BPU Submodule uFTB
Function Overview
uFTB, as the next line predictor for the BPU, provides bubble-free basic prediction for the processor to continuously generate the next speculative PC value.
uFTB Request Reception
Each time the stage 0 request is valid, bits 16 to 1 of the incoming predicted block starting PC are extracted to generate a tag, which is sent to the fully associative uFTB within this module to read the FTB entry. The content of the FTB entry is as previously described. Each bank within the uFTB has 32 entries built using register-based fully associative structures. Because registers are used for implementation, each entry can generate a hit signal and output the read FTB entry data in the current cycle based on whether the stored data is valid and whether the stored tag matches the incoming information. This data is returned to the uFTB level but is not used until the next cycle.
uFTB Data Reading and Return
In the next cycle, the uFTB storage has returned the hit signal and read data. The predictor enters stage 1. In this stage, at most one hit entry will be selected from the returned hit signals, and a prediction result will be generated using this hit entry. The algorithm for generating the complete prediction result is described in detail in the subsequent FTB module. Here, the uFTB has an additional counter mechanism, adding a 2-bit wide counter to each of the up to 2 branch instructions within each uFTB entry. If the counter is greater than 1 or if the always_taken
field within the FTB entry is valid (this latter mechanism also exists in the FTB module), the prediction result is taken. Furthermore, the hit signal from this stage and the selected hit way number are also sent out as this predictor's meta information when other predictors also enter stage s3, and stored in the FTQ along with the final prediction result. This predictor performs no other actions in stages 2 and 3.
uFTB Data Update
When all instructions corresponding to the predicted block are committed, an update channel from the FTQ to the BPU, connected directly to this module, will transmit the updated FTB entry based on instruction commitment information from the FTQ module. Since the fully associative uFTB storage is entirely built with registers, write operations do not affect parallel read operations, and the incoming update information is always used for updating. When the update channel is valid, in the current cycle, the incoming update PC value is used to generate a tag and match it against the existing entries within the uFTB, generating a match signal and the matching way signal. In the next cycle, if an existing match exists, the write signal for the matching way is asserted. Otherwise, a way to be replaced is selected using a pseudo-LRU replacement algorithm, and the corresponding way's write signal is asserted. The data written is the updated FTB entry.

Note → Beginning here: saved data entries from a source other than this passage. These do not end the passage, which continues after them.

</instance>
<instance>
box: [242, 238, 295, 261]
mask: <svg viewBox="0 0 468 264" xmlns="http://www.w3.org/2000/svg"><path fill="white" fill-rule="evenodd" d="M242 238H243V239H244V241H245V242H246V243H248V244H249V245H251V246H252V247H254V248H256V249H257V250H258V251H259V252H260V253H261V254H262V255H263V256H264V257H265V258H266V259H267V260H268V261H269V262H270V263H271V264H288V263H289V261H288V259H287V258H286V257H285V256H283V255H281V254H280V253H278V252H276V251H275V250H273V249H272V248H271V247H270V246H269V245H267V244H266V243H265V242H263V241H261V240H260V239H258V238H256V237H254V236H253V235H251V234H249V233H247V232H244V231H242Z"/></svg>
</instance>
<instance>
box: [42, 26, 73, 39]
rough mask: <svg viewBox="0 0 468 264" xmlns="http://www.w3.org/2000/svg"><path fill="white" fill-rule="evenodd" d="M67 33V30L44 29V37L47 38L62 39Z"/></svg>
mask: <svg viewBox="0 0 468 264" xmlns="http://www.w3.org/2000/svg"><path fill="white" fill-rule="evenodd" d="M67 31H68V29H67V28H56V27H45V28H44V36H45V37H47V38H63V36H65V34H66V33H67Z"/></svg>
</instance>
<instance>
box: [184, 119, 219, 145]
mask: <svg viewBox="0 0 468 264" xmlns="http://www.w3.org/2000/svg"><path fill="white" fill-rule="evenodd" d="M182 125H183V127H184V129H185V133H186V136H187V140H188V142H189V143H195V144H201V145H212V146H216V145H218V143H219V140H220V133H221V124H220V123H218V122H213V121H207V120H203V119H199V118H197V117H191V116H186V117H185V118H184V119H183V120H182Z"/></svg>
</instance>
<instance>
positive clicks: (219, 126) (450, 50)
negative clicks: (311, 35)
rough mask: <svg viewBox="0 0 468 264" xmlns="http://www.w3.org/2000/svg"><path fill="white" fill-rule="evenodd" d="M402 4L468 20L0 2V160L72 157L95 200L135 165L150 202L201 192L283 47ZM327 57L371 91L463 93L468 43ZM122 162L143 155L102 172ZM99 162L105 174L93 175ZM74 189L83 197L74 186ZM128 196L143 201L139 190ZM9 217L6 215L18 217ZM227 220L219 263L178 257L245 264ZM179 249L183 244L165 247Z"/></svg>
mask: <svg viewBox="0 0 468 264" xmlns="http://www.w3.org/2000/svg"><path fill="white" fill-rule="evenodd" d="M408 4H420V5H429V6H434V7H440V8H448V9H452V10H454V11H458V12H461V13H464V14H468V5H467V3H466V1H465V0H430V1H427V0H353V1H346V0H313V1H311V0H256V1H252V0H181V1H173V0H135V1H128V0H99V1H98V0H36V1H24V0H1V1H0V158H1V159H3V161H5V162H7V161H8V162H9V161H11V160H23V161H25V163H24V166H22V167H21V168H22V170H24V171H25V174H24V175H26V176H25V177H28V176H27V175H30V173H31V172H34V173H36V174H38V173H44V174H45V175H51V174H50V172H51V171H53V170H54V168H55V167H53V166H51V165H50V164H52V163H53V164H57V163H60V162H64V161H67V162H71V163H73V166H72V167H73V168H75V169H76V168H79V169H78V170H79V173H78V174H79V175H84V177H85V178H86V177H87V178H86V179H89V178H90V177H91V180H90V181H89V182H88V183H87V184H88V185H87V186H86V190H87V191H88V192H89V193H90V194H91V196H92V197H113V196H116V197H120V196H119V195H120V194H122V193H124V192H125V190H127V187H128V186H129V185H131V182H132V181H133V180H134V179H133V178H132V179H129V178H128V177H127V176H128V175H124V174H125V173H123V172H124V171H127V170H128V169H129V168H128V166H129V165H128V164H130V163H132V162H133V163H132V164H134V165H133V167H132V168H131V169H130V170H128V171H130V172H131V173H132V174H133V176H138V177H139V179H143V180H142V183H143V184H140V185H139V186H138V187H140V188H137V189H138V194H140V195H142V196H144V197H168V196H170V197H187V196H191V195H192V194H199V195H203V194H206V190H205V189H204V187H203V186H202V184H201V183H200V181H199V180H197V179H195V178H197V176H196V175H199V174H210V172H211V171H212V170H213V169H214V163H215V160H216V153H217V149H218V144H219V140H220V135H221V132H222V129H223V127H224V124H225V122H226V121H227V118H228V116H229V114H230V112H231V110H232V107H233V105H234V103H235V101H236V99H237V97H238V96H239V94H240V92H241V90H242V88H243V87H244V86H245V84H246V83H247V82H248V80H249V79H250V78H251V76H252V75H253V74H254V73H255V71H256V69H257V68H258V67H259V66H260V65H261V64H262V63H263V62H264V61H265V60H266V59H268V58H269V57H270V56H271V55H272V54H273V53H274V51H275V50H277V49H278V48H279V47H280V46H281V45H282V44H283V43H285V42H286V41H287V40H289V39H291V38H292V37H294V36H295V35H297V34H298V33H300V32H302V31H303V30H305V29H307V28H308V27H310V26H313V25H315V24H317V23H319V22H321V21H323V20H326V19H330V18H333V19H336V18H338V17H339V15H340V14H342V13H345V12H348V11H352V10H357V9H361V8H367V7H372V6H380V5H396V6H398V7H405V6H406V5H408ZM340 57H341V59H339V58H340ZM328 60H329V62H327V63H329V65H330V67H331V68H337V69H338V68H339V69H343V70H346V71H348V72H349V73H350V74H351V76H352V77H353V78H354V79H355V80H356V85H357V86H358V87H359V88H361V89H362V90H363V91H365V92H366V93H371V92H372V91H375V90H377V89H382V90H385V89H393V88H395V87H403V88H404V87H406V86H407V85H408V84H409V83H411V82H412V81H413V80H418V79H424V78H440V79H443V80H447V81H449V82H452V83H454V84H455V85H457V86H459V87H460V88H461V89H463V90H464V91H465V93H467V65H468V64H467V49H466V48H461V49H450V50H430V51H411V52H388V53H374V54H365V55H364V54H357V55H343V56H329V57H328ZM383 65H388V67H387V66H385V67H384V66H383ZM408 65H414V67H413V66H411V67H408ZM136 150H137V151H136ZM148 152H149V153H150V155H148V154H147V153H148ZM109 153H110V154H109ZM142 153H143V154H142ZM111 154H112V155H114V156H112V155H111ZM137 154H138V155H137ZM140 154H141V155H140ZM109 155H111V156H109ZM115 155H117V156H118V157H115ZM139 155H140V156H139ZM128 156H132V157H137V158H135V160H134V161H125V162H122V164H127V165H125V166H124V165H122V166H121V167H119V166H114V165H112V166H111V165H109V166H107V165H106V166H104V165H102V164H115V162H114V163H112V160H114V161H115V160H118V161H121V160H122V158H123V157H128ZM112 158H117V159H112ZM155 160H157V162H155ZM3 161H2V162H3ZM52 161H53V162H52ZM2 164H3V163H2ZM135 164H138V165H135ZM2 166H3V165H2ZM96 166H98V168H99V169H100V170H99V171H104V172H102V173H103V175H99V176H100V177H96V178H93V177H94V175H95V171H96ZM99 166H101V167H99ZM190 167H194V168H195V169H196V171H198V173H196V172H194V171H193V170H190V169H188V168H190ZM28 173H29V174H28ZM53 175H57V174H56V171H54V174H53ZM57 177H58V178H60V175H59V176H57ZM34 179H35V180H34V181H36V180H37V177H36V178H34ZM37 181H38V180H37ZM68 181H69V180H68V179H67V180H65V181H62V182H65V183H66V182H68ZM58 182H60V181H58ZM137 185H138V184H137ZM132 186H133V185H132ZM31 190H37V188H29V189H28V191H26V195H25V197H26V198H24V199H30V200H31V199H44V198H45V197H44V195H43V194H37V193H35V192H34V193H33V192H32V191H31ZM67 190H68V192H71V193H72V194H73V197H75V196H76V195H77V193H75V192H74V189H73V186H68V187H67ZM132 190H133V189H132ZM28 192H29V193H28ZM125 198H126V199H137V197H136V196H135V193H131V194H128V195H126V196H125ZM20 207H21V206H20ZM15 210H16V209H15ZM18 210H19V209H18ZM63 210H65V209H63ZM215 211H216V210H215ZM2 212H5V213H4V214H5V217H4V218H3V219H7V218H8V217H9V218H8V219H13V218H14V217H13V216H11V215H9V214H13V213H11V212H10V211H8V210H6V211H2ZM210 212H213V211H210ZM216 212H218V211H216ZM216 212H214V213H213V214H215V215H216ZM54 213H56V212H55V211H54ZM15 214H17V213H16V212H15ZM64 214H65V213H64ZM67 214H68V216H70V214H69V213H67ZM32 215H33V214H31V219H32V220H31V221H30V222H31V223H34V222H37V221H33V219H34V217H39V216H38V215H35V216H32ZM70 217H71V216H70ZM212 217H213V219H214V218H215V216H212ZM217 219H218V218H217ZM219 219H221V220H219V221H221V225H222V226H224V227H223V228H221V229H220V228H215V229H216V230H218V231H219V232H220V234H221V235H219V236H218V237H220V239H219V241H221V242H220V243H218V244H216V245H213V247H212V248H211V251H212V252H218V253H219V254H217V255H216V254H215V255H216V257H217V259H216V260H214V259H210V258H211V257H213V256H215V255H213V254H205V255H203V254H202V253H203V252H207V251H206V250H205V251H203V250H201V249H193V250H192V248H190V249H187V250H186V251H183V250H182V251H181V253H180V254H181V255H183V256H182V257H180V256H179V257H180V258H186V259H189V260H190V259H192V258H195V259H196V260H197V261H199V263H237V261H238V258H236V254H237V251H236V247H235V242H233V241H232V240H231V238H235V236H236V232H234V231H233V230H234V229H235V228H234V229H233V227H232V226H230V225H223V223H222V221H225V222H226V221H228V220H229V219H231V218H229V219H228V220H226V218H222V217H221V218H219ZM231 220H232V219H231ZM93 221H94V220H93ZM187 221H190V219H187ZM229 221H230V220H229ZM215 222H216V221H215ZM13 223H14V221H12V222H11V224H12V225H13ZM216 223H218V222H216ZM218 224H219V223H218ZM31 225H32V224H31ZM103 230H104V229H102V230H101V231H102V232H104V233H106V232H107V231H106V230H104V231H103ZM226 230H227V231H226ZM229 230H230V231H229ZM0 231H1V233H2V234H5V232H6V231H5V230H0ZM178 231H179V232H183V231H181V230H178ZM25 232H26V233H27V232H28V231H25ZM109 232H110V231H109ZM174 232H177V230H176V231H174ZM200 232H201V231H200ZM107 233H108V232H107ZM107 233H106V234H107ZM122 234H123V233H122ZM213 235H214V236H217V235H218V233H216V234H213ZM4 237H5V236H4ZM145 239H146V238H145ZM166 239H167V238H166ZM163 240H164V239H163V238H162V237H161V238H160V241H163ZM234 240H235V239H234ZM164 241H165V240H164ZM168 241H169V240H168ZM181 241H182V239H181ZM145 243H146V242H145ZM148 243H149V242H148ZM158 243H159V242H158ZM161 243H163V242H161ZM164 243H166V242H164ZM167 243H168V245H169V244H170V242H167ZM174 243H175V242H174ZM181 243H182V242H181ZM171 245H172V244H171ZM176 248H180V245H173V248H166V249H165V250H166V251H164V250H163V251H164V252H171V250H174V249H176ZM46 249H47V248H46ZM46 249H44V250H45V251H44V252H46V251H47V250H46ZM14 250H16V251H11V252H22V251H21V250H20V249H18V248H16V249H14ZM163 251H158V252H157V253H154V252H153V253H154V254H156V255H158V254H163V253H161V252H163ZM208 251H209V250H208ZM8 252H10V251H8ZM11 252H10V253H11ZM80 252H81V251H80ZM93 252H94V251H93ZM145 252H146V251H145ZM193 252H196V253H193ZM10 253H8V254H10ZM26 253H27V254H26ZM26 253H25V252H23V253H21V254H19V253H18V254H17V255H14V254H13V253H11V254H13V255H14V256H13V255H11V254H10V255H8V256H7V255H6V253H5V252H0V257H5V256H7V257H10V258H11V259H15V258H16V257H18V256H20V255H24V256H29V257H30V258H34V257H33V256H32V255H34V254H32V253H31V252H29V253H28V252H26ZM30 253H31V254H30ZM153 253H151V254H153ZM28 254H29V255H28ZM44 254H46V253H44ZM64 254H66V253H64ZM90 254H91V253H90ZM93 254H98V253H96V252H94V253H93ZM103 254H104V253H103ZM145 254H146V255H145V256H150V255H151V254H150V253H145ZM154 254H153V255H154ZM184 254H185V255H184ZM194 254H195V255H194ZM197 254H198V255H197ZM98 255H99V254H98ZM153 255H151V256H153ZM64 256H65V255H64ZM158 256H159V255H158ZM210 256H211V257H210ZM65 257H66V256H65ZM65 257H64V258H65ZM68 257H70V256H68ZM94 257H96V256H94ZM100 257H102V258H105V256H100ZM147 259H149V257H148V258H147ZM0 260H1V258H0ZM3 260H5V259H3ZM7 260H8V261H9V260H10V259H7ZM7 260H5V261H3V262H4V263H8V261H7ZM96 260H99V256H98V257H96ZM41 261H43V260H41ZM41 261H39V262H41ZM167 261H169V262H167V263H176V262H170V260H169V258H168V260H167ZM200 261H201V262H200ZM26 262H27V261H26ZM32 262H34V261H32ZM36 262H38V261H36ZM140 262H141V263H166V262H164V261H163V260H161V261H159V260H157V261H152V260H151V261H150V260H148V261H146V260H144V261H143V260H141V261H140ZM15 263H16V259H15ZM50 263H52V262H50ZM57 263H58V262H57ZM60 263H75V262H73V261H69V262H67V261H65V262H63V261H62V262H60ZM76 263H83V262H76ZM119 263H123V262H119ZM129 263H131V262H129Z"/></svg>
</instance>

The counter maintenance for each branch instruction is also updated when the update channel is asserted. In the cycle after the update channel is asserted, the counters corresponding to the taken branch instruction and the branch instructions before it within the updated FTB entry are updated. If taken, the counter increments by 1; if not taken, it decrements by 1. If it reaches saturation (0 or all 1s), the current value remains unchanged.
The pseudo-LRU algorithm also requires data updates. It has two data sources: one is the way encoding that hit during prediction, and the other is the way encoding to be written during a uFTB update. If either is valid, its information is used to update the pseudo-LRU state. If both are valid, combination logic is used to update using both pieces of information sequentially within a single cycle.
SRAM Specifications
This module does not use SRAM, but it contains many concatenated register structures. These are listed below.
The module contains 32 ways of data. Each way includes 2 saturation counters of 2 bits wide, recording basic branch direction prediction; a 60-bit FTB entry, with specific meaning identical to the FTB module, detailed in the FTB SRAM specification description; a 16-bit tag and a 1-bit way valid signal.
Overall Block Diagram
TODO: Diagram does not match Kunming Lake, needs updating
Interface Timing
Result Output Interface
The figure above shows a valid uFTB output, with the next predicted block starting address at 0x80002000.
Update Interface
The figure above shows a valid update request, updating the FTB entry at address 0x80003b9a.